United States District Court, E.D. Virginia, Alexandria Division

April 15, 2014

TOMTOM, INC., Plaintiff,
v.
AOT SYSTEMS GMBH, et al., Defendants

For TomTom, Inc., Plaintiff: Adrienne Gail Johnson, Attison Leonard Barnes, III, Brian Himanshu Pandya, Karyn Kay Ablin, Wiley Rein LLP (DC), Washington, DC.

For Michael Adolph, Defendant: Antigone Gabriella Peyton, LEAD ATTORNEY, Clyde Elbert Findley, Cloudigy Law PLLC, McLean, VA; Derek Yoshio Sugimura, Gilbert Oshinsky LLP, Washington, DC; Timothy Marshall Belknap, William Edgar Copley, Weisbrod Matteis & Copley PLLC, Washington, DC.

For Michael Adolph, Counter Claimant: Antigone Gabriella Peyton, LEAD ATTORNEY, Clyde Elbert Findley, Cloudigy Law PLLC, McLean, VA; Derek Yoshio Sugimura, Gilbert Oshinsky LLP, Washington, DC; Timothy Marshall Belknap, William Edgar Copley, Weisbrod Matteis & Copley PLLC, Washington, DC.

For TomTom International, B.V., Counter Defendant: Adrienne Gail Johnson, Attison Leonard Barnes, III, Karyn Kay Ablin, Wiley Rein LLP (DC), Washington, DC.

For TomTom, Inc., Counter Defendant: Adrienne Gail Johnson, Attison Leonard Barnes, III, Brian Himanshu Pandya, Karyn Kay Ablin, Wiley Rein LLP (DC), Washington, DC.

For Michael Adolph, ThirdParty Plaintiff: Antigone Gabriella Peyton, LEAD ATTORNEY, Clyde Elbert Findley, Cloudigy Law PLLC, McLean, VA; Derek Yoshio Sugimura, Gilbert Oshinsky LLP, Washington, DC; Timothy Marshall Belknap, William Edgar Copley, Weisbrod Matteis & Copley PLLC, Washington, DC.

For TomTom North America, Inc., ThirdParty Defendant: Adrienne Gail Johnson, Karyn Kay Ablin, Wiley Rein LLP (DC), Washington, DC.

OPINION

Page 546

MEMORANDUM OPINION

T. S. Ellis, III, United States District Judge.

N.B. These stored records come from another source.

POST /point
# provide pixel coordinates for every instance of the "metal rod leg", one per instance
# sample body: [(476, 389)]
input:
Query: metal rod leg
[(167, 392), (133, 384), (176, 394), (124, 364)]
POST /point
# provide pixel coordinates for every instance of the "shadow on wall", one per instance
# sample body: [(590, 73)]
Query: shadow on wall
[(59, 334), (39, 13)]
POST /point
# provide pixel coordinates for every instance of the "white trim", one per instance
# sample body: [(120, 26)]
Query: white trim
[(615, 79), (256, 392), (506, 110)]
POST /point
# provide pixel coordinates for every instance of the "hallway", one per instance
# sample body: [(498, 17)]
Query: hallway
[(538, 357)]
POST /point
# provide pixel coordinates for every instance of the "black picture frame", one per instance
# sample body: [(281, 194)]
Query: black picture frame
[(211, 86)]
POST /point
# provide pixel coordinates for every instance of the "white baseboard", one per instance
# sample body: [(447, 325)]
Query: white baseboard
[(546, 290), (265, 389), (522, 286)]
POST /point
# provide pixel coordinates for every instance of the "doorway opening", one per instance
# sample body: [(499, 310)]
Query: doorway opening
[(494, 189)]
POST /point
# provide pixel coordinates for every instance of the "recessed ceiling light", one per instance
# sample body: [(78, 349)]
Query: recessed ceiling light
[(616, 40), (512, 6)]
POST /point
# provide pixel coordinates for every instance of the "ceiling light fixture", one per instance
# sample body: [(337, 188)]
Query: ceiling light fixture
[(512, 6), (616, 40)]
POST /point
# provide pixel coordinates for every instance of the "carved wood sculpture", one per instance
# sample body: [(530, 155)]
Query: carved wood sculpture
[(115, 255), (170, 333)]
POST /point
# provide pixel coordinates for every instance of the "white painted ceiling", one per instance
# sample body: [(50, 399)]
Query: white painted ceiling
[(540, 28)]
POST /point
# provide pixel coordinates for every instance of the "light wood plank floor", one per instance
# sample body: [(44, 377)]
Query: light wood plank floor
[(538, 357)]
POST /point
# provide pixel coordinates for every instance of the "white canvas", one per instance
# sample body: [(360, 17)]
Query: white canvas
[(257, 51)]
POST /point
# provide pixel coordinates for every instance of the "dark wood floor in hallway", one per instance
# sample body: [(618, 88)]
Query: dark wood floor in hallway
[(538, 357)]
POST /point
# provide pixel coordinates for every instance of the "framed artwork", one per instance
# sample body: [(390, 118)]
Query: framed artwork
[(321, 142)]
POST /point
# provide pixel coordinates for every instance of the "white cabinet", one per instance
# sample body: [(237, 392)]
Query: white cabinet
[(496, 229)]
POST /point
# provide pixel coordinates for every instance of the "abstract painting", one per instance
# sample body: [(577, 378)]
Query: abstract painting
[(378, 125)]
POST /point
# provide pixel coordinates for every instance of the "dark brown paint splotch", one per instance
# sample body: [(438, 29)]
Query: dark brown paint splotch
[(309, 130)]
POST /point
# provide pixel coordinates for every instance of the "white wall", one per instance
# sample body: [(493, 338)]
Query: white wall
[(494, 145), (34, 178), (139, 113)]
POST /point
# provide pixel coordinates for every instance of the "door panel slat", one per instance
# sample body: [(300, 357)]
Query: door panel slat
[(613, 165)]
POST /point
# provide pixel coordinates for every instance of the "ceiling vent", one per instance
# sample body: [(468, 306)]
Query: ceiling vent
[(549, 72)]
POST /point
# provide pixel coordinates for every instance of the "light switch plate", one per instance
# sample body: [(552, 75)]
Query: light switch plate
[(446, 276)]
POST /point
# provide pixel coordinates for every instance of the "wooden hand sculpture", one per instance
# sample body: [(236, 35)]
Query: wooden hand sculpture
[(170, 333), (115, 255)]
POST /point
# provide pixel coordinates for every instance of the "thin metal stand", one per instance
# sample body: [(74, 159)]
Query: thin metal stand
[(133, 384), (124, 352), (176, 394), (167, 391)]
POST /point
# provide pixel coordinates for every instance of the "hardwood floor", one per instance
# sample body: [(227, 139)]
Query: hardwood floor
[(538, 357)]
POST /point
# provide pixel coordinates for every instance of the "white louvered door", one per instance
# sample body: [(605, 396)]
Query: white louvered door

On February 25, 2014, a Memorandum Opinion and Order issued in this patent infringement case construing nine disputed claim terms of U.S. Patent No. 6,356,836 (" the '836 patent" ). TomTom, Inc. v. AOT Systems GmbH, et al., 2014 WL 792031 (E.D. Va. Feb. 25, 2014) (Memorandum Opinion). Defendant Michael Adolph (" Dr. Adolph" ) now seeks reconsideration of the portion of the Memorandum Opinion and Order construing two particular disputed claim terms and phrases: (1) " node" and (2) " destination tracking system of at least one mobile unit." For the following reasons, Dr. Adolph's motion for reconsideration must be denied.

I.

Dr. Adolph moves for reconsideration under Rule 54(b), Fed. R. Civ. P., which governs reconsideration of interlocutory motions. Under this rule, a district court " retains the power to reconsider and modify its interlocutory orders... at any time prior to final judgment." Am. Canoe Ass'n v. Murphy Farms, Inc., 326 F.3d 505, 514-15 (4th Cir. 2003). The resolution of motions to reconsider pursuant to Rule 54(b) is " committed to the discretion of the district court," which may be exercised " as justice requires." Id. at 515. The Fourth Circuit has made clear that the standards governing reconsideration of final judgments are not determinative of a Rule 54(b) motion,[1] but some courts have appropriately considered those factors in guiding the exercise of their discretion under Rule 54(b).[2] Thus, these courts generally do not depart from a previous ruling unless " (1) a subsequent trial produces substantially different evidence, (2) controlling authority has since made a contrary decision of law applicable to the issue, or (3) the prior decision was clearly erroneous and would work manifest injustice." Am. Canoe Ass'n, 326 F.3d at 515 (quoting Sejman v. Warner-Lambert Co., Inc., 845 F.2d 66, 69 (4th Cir. 1988)). Such problems " rarely arise and the motion to reconsider should be equally rare." Above the Belt, Inc. v. Mel Bohannan Roofing, Inc., 99 F.R.D. 99, 101 (E.D. Va. 1983). Motions to reconsider asking a court to " rethink what the Court had already thought through--rightly or wrongly" should not be granted. Id.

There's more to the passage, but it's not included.